A look into Bader College’s financials

COVID-19 results in significant impact at college 

Herstmonceux Castle has been the operating ground for Bader College since the 90s. 

The Bader International Study Centre is currently rebranding to “Bader College.” 

The Journal looked through the financial records of Bader College—of both the charity and the subsidiary company. 

According to the most recent enrollment projections, Bader College’s enrollment remains at 155 students for 2022-23 and beyond. In 2021, the actual intake of students was 117 with no upper-year intake. 

The planned upper year intake for the 2022 intake year is 40 students. 

According to a Feb. 28 financial projections report to the Board of Trustees, Bader College was expecting a deficit of £100,000. Originally the budgeted surplus was £500,000. 

The University attributed the deficit to a loss in residence fees and an online term offered in the summer of 2021, along with the slightly lower enrollment during the school year. 

Queen’s had to provide an additional £1.125 million in funding to Bader College to offset losses from the 2020-21 year. The University provided Bader College an additional $3.4 million in-year cash advance, of which $2.1 million was repaid as of March 31. 

In the UK, Bader College runs as a registered charity and has separate operations in Herstmonceux Castle Enterprise Ltd. According to records, the company’s ultimate controlling party is Queen’s University. 

According to UK government records, the company is classified as a private limited company and the nature of business is listed as “other amusement and recreation activities not elsewhere classified.” 

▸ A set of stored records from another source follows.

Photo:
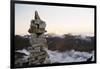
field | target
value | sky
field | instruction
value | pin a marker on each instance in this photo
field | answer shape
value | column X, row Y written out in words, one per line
column 59, row 20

In the 2021 accounts for Herstmonceux Castle Enterprise, a net operating loss of £168,807 was reported after factoring in £331,077 worth of administrative expense on a £162,270 gross profit. 

In the UK, intra-group transactions between Bader College, Herstmonceux Castle Enterprise, and Queen’s University are not disclosed.  

Bader College’s listing under the Charity Commission for England and Wales includes data on expenditures and income. 

During the pandemic in 2021, expenditures outweighed total income with a difference between the two being over £2.1 million. The largest source of expenditures was classified as “charitable activities” with £3.73 million being spent. 

In the 2021 financial year—amidst COVID-19 lockdowns—gross income was at a five year low of £1.85 million. In the previous year—the record high—the gross income was £10.77 million.

The £10.77 high coincided with a donation and legacy of £6.56 million in the 2021 fiscal year.